En descendant mollement la rue devant chez lui, il avait cherché à deviner l’épicentre du bruit. Remontant cette même rue, son voisin Sirunyk l’interrompit alors par politesse :
– Bonjour, vous allez bien ?
Voyant les lèvres de Sirunyk bouger, par réflexe social, Jukin eut l’intention de lui répondre. Cependant, les effets sonores du chantier étaient bien plus profonds qu’il ne l’avait imaginé. Car en effet, il signa. Il répondit de façon courtoise, mais en langage des signes. Jukin comprit très vite le mécanisme linguistique responsable de son état. Au tréfonds de son esprit, des expressions telles que ‘clair de lune’ ou ‘jambon beurre’ étaient fixées. Ainsi le syntagme figé ‘sourd muet’ était tellement ancré en lui que sa surdité soudaine l’avait automatiquement rendu muet. Quand il voulait parler, les sons sortaient par ses mains. Sirunyk avait levé un sourcil, mi surpris, mi énervé avant de poursuivre sa route. Un énorme bruit d’éboulis de pierre avait donné aussitôt une direction précise à suivre pour Jukin. Le chantier s’averra proche de chez lui.

Juste avant de s’informer auprès de la gardienne, sa condition se rappela à lui. Trop tard. Ses mains vinrent accompagner les rictus de sa face. Il lui signa « bonjour » avant de demander ce qui se passait. Mais à son grand étonnement, Suzanne le comprit et lui répondit avec les mains.
_Enchantée. Moi aussi je suis muette à cause de ma surdité. Ce bruit permanent au-delà du seuil de la douleur depuis hier a fait sauter mon ouïe. La ville tente une expérience sur la population dans ce tube. Vous pouvez entrer si vous le désirez, signa-t-elle en désignant l’énorme bouche d’entrée.

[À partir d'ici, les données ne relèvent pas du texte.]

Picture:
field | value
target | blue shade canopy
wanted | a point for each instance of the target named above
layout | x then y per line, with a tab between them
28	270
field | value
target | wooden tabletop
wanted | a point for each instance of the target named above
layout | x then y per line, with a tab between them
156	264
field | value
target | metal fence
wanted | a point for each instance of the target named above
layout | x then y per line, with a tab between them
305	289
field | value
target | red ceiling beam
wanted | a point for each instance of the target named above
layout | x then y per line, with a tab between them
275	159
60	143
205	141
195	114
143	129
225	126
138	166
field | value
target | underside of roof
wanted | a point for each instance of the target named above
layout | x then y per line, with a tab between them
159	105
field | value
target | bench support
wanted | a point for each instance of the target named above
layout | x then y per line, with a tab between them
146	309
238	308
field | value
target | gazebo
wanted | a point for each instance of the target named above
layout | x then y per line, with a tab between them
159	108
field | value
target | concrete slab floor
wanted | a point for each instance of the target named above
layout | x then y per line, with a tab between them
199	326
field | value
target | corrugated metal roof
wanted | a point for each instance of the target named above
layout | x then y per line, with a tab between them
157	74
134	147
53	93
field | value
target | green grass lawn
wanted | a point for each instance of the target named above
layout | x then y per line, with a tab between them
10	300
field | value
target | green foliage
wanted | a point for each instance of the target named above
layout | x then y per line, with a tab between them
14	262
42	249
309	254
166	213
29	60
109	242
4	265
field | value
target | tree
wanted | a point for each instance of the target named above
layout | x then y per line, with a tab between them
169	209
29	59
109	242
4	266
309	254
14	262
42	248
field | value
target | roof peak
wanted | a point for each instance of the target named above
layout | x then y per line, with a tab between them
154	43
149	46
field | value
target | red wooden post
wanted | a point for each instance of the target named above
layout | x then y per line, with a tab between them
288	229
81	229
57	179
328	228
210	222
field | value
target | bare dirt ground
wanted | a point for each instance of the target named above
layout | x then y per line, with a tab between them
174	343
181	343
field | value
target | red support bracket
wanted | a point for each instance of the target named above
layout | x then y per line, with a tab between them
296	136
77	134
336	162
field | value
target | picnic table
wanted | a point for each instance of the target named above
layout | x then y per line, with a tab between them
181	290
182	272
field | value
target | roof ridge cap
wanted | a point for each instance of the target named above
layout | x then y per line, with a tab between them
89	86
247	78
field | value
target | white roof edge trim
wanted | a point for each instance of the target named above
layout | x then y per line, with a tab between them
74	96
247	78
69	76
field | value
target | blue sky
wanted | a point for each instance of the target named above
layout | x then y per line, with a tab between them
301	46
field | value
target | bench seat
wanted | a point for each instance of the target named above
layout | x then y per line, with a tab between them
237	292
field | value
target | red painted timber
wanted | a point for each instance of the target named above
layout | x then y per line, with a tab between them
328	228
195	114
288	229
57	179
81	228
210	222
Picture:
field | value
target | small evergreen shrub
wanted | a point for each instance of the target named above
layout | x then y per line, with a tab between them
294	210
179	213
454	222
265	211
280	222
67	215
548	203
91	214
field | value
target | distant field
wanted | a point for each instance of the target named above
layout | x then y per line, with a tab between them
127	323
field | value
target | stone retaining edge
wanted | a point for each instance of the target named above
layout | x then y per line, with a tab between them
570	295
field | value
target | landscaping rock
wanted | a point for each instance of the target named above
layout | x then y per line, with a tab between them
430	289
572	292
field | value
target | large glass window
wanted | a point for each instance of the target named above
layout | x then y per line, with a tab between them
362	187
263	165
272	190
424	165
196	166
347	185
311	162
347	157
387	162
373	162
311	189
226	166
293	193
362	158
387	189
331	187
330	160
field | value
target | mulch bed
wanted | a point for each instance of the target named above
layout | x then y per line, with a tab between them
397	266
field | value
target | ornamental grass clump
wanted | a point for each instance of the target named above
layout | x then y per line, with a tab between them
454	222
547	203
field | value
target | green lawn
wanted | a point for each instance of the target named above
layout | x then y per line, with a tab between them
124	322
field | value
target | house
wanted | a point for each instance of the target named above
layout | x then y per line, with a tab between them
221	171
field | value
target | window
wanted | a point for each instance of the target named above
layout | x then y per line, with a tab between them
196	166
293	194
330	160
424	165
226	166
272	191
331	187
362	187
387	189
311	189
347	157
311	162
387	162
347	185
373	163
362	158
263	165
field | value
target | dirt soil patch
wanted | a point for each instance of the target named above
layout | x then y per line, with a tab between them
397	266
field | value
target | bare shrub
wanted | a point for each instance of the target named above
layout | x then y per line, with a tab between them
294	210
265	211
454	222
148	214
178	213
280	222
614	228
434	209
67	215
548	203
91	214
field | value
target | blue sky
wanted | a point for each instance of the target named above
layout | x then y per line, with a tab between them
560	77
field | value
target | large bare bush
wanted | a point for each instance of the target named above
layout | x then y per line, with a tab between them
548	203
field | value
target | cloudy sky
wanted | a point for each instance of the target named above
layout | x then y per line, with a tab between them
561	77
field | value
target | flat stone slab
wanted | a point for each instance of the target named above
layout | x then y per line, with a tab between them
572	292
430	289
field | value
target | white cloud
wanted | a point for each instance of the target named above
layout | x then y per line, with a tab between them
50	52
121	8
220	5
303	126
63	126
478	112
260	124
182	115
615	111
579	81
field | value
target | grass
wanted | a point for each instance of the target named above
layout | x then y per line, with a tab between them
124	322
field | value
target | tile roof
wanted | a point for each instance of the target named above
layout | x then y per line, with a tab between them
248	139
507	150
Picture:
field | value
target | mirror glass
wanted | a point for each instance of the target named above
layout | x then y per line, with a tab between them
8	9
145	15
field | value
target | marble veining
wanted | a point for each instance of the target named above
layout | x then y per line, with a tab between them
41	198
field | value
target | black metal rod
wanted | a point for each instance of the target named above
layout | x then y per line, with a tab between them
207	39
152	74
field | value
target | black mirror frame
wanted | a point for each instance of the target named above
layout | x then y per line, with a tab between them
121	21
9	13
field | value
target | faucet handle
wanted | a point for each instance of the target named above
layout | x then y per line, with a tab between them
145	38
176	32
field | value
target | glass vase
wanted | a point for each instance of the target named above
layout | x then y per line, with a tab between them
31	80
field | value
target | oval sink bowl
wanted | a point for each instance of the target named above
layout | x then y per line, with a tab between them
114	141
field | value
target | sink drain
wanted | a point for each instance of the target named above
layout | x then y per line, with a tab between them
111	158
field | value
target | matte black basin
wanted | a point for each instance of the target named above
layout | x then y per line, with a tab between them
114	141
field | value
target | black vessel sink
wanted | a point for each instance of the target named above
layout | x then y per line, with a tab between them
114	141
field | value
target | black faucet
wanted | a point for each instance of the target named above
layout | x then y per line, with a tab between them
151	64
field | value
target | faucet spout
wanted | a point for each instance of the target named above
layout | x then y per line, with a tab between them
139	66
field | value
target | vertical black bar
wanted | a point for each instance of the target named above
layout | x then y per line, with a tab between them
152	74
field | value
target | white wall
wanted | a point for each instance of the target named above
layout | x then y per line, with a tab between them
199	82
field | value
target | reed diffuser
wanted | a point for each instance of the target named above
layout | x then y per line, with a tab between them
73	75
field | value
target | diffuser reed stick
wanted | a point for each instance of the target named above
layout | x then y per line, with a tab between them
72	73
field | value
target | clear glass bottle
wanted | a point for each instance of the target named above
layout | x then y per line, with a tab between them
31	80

Tout en métal, un simple rivet faisait la taille du poing. L’épaisseur était celle d’une vache. La paroi aussi lisse que du marbre mouillé était teinté de bleu dans une masse grise aux reflets roses. Tout semblait en acier, et bien que le métal soit froid, le tunnel sans fin apparut accueillant pour Jukin, comme s’il l’appelait. Il revint à la femme qui, sans être d’une beauté évidente, possédait une lumière dans le regard donnant à tout son être un charme profond. A l’avantage sur la beauté qu’il ne fanerait jamais et reflétait sûrement une beauté intérieure bien plus réelle qu’une plastique superficielle aussi parfaite soit elle.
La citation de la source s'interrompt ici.